SINGAPORE (Reuters) - Indonesia needs to quickly settle rules for deciding what is degraded land and spell out how much is available to palm oil and timber firms in order to strengthen investment certainty, an environmental expert says.
Such a move would also boost a $1-billion climate deal signed last month by Indonesia and Norway.
The deal involves a two-year moratorium from January 2011 on conversion of natural forests and peat land with the intent of using degraded land to allow Indonesia’s multi-billion dollar palm oil industry to keep expanding.
The deal is a key part of Indonesia’s pledge to slam the brakes on greenhouse gas emissions from deforestation and forest fires in order to fight climate change.
Indonesia has no formal definition of degraded land, however.
“If you read different reports you get different estimates, varying from 6 to 76 million hectares (15 million to 190 million acres). People are talking about different things,” said Moray McLeish of the World Resources Institute, an environment think tank based in Washington.

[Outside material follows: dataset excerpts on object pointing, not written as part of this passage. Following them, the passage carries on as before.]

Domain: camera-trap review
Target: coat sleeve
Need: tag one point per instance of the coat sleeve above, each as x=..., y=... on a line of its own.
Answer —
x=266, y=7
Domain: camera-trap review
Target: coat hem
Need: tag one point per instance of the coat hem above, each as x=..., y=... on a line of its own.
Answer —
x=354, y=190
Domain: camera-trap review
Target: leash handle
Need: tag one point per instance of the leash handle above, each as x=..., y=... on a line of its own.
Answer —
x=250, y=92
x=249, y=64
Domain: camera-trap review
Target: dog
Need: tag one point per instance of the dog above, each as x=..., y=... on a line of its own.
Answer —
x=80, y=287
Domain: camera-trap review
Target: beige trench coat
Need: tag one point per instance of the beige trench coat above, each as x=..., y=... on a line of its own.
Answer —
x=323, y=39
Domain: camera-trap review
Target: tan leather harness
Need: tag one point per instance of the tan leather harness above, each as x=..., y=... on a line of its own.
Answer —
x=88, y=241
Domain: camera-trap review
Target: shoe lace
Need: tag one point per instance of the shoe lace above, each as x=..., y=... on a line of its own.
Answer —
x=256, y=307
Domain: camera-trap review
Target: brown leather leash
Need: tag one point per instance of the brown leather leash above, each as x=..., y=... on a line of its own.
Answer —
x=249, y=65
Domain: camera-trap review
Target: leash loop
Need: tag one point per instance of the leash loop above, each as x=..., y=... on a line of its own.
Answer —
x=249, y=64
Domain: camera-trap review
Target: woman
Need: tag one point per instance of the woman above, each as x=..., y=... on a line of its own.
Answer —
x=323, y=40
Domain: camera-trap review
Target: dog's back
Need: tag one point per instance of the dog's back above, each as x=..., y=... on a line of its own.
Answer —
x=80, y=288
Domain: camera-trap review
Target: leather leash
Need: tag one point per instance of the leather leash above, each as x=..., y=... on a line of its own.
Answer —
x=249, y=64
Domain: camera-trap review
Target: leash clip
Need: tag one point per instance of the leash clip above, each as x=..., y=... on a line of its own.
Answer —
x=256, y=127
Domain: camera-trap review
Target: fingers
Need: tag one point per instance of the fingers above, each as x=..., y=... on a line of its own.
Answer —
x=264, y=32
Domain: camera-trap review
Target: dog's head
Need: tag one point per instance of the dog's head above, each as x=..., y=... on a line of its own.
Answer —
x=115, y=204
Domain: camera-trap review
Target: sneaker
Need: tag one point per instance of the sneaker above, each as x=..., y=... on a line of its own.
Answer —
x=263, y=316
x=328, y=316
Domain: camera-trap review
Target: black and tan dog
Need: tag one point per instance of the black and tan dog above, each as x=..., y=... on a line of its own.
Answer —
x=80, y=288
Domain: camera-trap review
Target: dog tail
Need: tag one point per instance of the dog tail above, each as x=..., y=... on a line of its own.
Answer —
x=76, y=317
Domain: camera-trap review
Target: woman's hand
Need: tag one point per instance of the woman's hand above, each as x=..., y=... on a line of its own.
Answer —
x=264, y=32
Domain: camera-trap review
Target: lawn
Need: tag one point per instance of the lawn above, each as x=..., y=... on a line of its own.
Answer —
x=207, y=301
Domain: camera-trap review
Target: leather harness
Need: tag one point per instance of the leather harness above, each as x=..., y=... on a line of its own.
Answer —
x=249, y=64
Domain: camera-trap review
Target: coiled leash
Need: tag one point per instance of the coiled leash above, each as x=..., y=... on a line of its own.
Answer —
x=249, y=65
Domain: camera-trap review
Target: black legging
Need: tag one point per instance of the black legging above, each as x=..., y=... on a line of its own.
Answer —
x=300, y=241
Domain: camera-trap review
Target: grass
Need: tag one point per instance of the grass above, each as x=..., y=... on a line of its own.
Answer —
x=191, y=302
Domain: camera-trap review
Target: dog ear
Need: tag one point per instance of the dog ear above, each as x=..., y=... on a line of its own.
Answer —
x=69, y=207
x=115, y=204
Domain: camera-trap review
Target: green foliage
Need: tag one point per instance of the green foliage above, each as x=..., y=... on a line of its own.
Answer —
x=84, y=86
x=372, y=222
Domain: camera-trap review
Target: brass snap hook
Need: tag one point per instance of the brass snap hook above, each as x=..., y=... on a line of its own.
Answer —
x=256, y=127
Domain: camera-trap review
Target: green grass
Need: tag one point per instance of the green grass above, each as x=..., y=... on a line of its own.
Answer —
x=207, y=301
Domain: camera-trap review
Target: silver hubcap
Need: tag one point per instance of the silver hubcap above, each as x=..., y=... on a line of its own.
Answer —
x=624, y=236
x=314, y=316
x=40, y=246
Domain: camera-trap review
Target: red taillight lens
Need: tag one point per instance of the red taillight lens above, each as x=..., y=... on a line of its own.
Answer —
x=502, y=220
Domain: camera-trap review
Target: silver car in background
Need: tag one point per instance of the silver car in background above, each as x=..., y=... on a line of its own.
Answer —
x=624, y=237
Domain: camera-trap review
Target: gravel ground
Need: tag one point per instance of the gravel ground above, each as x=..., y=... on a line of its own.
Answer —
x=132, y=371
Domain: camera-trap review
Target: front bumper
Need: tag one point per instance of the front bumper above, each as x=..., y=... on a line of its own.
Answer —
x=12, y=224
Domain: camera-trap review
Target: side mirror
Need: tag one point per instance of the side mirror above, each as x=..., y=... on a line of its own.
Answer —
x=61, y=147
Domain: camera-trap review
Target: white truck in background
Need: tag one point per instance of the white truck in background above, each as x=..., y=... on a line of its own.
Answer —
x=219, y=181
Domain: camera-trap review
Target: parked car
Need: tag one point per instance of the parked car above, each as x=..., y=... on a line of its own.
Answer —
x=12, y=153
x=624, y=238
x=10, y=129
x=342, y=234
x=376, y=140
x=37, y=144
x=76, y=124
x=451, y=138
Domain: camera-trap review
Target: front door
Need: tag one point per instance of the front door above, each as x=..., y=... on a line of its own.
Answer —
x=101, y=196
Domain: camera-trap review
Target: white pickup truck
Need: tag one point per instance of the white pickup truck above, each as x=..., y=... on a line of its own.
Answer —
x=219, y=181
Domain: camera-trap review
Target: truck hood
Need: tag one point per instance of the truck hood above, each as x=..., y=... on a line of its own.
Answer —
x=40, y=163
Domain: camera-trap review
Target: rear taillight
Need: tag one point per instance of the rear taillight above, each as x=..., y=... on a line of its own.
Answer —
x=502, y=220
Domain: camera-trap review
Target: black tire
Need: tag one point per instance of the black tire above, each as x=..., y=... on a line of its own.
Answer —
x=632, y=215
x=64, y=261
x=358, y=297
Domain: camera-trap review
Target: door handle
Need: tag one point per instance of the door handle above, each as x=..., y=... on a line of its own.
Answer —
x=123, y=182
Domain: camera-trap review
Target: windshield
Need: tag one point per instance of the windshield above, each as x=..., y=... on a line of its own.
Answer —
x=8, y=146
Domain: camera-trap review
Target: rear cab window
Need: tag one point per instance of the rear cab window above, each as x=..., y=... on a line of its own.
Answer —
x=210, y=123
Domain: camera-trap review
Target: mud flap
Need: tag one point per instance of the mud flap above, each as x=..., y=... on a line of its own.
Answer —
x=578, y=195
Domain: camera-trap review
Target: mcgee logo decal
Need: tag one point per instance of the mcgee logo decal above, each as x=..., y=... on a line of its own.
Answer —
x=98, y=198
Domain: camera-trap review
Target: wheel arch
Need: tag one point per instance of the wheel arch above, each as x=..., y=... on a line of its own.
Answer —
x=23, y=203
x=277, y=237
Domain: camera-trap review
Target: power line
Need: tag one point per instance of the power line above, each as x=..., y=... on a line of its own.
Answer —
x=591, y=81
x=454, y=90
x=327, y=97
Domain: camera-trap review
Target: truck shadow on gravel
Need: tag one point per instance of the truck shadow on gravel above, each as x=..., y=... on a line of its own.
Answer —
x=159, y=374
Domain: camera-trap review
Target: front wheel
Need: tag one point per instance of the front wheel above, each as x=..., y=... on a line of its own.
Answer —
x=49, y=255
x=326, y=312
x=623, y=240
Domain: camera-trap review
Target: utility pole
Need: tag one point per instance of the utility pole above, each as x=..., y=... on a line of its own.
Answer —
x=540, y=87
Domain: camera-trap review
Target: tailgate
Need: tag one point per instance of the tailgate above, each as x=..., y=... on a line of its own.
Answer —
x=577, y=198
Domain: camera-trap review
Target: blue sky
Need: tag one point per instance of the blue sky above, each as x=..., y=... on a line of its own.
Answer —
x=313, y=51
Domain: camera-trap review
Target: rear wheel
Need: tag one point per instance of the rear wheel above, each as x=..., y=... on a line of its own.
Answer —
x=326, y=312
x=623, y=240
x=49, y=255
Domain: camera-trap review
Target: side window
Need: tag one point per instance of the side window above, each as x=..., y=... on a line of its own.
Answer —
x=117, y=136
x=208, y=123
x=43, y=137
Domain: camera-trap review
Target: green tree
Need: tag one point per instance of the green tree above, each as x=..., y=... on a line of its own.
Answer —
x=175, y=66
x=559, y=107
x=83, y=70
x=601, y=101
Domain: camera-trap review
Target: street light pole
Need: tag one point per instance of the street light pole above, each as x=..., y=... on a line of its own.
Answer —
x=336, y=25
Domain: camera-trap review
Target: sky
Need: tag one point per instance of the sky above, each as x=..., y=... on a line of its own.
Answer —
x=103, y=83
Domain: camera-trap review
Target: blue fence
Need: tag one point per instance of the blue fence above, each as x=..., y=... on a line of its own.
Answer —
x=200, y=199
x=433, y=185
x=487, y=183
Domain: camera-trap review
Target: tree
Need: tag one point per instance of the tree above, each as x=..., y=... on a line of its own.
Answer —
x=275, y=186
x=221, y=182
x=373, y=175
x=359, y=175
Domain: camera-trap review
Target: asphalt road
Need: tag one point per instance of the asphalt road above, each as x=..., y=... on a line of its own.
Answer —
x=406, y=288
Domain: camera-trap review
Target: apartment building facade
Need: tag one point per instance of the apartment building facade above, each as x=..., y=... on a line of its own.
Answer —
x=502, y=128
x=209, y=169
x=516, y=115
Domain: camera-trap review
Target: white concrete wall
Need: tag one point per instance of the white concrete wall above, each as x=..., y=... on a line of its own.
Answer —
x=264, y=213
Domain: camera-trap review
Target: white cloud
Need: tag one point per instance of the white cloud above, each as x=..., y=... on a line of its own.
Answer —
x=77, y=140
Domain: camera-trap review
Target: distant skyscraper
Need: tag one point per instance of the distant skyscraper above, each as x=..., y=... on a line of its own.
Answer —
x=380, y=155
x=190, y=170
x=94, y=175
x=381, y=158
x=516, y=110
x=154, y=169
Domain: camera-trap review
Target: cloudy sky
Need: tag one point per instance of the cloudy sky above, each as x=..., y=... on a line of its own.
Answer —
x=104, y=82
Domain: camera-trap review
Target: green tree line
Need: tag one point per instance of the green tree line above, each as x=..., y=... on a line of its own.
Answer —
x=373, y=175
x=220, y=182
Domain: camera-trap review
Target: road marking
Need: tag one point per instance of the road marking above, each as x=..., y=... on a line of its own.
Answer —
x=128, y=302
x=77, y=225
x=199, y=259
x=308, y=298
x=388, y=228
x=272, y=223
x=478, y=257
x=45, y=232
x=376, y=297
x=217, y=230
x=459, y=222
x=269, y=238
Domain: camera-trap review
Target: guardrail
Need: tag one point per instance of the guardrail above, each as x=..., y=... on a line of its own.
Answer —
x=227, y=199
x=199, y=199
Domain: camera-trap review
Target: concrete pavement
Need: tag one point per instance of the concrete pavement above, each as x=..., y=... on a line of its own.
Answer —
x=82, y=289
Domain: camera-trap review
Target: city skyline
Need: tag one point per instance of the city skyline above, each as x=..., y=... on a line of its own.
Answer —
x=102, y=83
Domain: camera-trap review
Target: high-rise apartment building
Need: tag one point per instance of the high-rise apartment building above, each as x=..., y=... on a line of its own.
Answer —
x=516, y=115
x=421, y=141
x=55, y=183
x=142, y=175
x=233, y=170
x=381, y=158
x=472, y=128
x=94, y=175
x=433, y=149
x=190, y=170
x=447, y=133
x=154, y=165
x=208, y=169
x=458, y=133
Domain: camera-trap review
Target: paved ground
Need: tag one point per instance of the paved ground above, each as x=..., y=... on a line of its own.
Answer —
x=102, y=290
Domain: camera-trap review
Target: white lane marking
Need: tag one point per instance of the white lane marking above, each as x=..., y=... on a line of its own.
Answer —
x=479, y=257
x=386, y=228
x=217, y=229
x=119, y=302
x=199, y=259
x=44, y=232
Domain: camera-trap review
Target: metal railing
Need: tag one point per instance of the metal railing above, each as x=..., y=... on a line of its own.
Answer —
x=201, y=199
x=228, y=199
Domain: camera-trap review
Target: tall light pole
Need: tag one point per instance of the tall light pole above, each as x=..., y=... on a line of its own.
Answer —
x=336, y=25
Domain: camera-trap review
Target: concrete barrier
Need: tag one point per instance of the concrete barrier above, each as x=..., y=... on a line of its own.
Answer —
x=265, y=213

McLeish is manager of Project POTICO (Palm Oil, Timber and Carbon Offsets), a WRI project designed to switch planned palm oil plantations in Indonesia from forests to degraded land.
He said a definition of degraded land should encompass environmental, economic, social and legal factors as well as the creation of a database of degraded land.
“This will offer certainty to the industry for it’s expansion plans,” he told Reuters in an e-mail message.
About 75 percent of Indonesia’s land is legally, centrally controlled forest estates, McLeish said, despite parts of it now being devoid of trees, with little prospect of natural recovery.
A key question now is whether the Ministry of Forestry will release degraded areas of forest estate for agricultural use.
“This implies a change from business as usual and is a key opportunity for demonstrating government commitment to the spirit of the Norway deal,” McLeish said.
THREAT TO FIRMS’ LANDBANKS?
The palm oil industry, dominated by the likes of Singapore’s Wilmar, Malaysia’s Sime Darby and IOI Corp, is worried, as players have built up large landbanks.
And many planters, foreign and Indonesian, have been given licences prior to the climate deal to clear forested land.
The government is talking about swapping forest concessions with degraded land or compensating concession owners to keep intact the remaining forest and peatlands.
“Some plantation companies may take the Indonesian government to court if their landbanks are taken away from them. And a land swap will never be in the interest of the companies,” said a Malaysian planter who has expanded into West Kalimantan.
“We may end up getting less fertile land or land located further away from the majority of our plantations,” added the planter, who did not want to be identified because of the sensitivity of the situation.
Palm oil plantations sprawl over about 7 million ha in Indonesia, producing about 20 million tonnes a year.
The government says the goal is to double palm oil output but green groups and other governments criticise the industry for driving deforestation.
“If the goal is expansion for a sustainable palm oil industry we should not just talk about land that is biophysically degraded -- deforested and unlikely to recover,” said McLeish, adding that about half the land now under palm oil used to be forested.
“We should also ask is this land economically viable for palm oil, is a new plantation acceptable and beneficial to local people and is the land available from a legal point of view?”
Project POTICO has been leading a group of people to come together to define degraded land and then try to map it.
He said there were good chances of success in shifting development on to degraded land from next January, but those for land swaps were less clear.
Plantation firms had no reason to object to getting concessions on degraded land, he added. “Our experience in the field indicates there are degraded lands that are suitable, viable, acceptable and available for palm oil expansion.”